Oct 8 10:56:13 main in.ftpd[17131]: connect from root@203.90.83.203 (203.90.83.203)

and root cant connect to ftp when I try it. What does these entries could mean?

Uhm... "rg" brakes weak security of your box...rg uploads root kits and logs in...rg (locally) overflows some vulnerable demons, or setuid apps, or rg installed a sniffer...rg got root pass...rg installs root kit...rg installs bots...etc...

That's *not* an analysis of your log entries above, it's just the way it goes quite often. It may be different in your case.

...

I have brought down my pc and I have checked passwd and log files with the suse rescue system.

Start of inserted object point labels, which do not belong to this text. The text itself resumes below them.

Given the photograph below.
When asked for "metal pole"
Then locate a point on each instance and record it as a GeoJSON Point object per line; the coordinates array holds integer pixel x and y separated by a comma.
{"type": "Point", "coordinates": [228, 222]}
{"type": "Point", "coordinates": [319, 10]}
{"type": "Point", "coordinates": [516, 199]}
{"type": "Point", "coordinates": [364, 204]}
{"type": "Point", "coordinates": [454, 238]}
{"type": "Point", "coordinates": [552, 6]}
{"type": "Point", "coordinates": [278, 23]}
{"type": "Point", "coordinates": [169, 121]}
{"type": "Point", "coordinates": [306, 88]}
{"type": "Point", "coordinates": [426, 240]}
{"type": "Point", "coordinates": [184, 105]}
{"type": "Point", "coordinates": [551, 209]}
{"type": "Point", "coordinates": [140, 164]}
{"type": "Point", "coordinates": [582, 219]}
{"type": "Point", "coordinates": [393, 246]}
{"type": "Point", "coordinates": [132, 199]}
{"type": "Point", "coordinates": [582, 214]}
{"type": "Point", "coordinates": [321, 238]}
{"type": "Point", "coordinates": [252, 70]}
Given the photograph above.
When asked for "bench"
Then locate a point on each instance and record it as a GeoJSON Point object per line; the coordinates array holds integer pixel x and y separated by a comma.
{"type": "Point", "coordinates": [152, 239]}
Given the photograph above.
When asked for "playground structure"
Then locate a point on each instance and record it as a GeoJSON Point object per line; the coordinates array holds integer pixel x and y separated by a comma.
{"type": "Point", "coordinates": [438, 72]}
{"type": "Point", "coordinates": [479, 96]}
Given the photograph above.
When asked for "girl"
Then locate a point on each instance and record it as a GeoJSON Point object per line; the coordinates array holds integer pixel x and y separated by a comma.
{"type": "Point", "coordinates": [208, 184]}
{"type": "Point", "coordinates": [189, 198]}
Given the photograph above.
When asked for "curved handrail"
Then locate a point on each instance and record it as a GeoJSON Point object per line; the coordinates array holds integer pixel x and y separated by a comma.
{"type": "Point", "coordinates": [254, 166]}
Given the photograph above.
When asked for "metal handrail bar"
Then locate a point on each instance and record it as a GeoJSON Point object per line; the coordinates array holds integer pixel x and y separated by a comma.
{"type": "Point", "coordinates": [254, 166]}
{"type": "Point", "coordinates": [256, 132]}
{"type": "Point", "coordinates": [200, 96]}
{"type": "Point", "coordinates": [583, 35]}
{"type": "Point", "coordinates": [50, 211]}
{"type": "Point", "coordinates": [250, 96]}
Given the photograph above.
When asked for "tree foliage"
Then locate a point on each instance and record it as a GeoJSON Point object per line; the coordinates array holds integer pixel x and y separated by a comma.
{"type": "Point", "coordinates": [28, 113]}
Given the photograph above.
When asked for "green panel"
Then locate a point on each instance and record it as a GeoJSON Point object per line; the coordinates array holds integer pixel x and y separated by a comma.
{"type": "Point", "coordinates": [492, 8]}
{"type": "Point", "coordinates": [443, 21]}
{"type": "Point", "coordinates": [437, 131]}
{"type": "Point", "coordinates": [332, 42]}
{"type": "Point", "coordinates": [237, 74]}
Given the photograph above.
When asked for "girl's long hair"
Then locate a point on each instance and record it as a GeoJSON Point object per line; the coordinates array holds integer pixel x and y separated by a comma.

Everything looks as regular as when I did that with the compromised (?) system.

How did you check it?

...

My system is a Suse 7.1, the only open ports are the 22 (ssh) and the one with ftp (21). I use in.ftpd (the standard type in inetd.conf). last gives me the same problem with a laptop pc, which is not directly connected to the internet, but it is often in the same network as the other compromised system.

Anybody can tell me that I am not hacked and there are only common bugs???

From the sparse data you provided, it's not easy to tell wether you've been visited by system crackers.

If this is not a production box, take it offline (you did that already - good), save some files you'll need later and *wipe* the box. Install a fresh new Linux and step forth by securing your system. Start from the SuSE Security FAQ ( http://www.susesecurity.com/faq ).

The same goes for other boxes in your net. Prolly some of your boxes (Win?!) is inherently insecure and gave way after being hit by CodeRed(II) and relatives.

However, all that are just guesses. It's hard to tell without the proper data.

...

Praise

Boris Lorenz ---

-- To unsubscribe, e-mail: suse-security-unsubscribe@suse.com For additional commands, e-mail: suse-security-help@suse.com

* Boris Lorenz; on 11 Oct, 2001 wrote:

A post mortem analysis of a host believed to be cracked is a MUCH, MUCH more complicated process than ANY secure installation of a Linux system could ever be. It takes YEARS for professional analysts before they're able to do their work properly, so personally I would not recommend that to a newbieish-to-security lifeform ;) (NO puns intended!)...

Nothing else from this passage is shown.